Training snippets

Proving vs. Inferring in Blockchain Investigations

Every blockchain investigation report blends verified facts with heuristic guesses. If you don't clearly separate the two, someone else will — and it won't go in your favor.

Training snippetsMarch 2026 · 4 min read

Most reports I review blend verifiable transaction data with heuristic inferences without clearly separating the two. That's a problem. Anyone reviewing your work only needs to show you presented an interpretation as a fact to undermine the entire report.

What counts as proof

A transaction identified by its hash is a verifiable fact. Anyone can confirm that Wallet A sent 10 ETH to Wallet B at a specific block number. That's proof.

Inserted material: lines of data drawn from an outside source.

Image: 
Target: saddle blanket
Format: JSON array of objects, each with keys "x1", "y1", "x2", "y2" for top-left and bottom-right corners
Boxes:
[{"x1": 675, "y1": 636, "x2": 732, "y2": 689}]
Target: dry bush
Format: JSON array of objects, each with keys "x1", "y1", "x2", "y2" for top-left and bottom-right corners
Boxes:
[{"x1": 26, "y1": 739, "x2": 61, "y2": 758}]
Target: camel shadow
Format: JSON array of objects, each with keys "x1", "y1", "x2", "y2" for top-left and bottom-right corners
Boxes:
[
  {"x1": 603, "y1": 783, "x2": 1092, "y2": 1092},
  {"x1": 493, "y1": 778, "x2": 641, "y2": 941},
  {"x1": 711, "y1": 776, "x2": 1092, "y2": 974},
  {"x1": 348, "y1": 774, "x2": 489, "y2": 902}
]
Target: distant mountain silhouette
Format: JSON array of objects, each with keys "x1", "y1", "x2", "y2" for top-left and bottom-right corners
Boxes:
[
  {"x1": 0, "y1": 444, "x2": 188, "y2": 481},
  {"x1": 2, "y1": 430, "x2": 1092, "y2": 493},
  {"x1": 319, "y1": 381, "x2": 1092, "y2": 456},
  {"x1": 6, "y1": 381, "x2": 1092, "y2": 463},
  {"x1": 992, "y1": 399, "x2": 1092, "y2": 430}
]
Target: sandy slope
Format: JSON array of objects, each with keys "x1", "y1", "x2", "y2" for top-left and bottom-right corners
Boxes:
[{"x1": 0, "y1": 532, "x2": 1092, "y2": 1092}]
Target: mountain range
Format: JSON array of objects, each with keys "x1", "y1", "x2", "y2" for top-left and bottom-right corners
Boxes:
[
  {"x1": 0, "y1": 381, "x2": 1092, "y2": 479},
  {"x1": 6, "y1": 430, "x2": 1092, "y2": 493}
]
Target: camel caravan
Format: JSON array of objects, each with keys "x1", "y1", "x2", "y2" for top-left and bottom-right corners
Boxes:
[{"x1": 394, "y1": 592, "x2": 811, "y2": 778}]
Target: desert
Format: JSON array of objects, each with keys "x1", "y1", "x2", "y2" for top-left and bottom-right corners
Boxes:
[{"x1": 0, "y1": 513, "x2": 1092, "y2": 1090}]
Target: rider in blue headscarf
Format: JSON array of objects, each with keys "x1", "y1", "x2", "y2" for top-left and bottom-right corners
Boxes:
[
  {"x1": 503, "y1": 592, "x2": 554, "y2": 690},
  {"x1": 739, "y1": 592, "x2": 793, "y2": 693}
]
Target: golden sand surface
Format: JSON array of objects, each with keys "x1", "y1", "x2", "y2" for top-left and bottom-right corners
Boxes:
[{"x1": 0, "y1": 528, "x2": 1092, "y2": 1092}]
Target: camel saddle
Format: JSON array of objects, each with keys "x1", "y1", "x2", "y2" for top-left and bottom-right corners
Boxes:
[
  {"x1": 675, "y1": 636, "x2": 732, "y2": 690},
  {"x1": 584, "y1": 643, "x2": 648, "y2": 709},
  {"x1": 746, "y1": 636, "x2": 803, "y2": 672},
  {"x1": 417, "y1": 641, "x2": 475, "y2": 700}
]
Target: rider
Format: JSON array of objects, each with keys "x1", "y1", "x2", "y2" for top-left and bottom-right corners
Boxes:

Most investigation conclusions go further. They infer who controls a wallet, link a mixer deposit to a withdrawal, or attribute a cluster of addresses to one entity. These steps use heuristic analysis — pattern-based reasoning that produces probable associations, not certainties. The core question for every claim is simple: "Is that a fact, or your interpretation?"

The heuristic toolkit

Direct proof of ownership or intent is rarely available. We bridge the gap with heuristics:

  • Timing correlations: A deposit enters a mixer at 14:02 and a matching withdrawal at 14:07. Suggestive — but a busy mixer might process dozens of transactions in that window.
  • Amount matching: Wallet A deposits 5.23 ETH, Wallet B withdraws 5.20 ETH shortly after. Close, but fees and rounding can produce coincidences.
  • Behavioral clustering: Several wallets transact at similar times, use the same contracts, show parallel patterns. Suggests common control — but coordinated groups produce the same signature.
  • Gas funding patterns: Multiple wallets receive initial gas from the same address. One of the stronger heuristics, though not conclusive alone.

Each produces a hypothesis, not a verdict. The report must say so.

Classifying your findings

A framework I use for every claim:

  • High confidence — verified fact: Directly observable on-chain data confirmed by transaction hash.
  • Medium confidence — supported inference: Multiple heuristic indicators converge, but alternative explanations haven't been fully eliminated.
  • Low confidence — speculative lead: Single heuristic indicator or limited data. Useful for directing further investigation, not for reporting as a finding.

Tagging every claim with its category forces precision. It also gives the reader the information they need to weigh the finding appropriately.

Where reports fall apart

The most common failures: a paragraph starts with a verified transaction and ends with a heuristic conclusion, with no marker showing where one became the other. Writing "Wallet A is controlled by suspect X" when the evidence supports "likely controlled by, based on gas funding and timing." Missing alternative explanations that someone else will raise. Stating a conclusion without explaining which heuristic produced it.

The most damaging reports aren't wrong in their conclusions. They're unclear in how those conclusions are presented.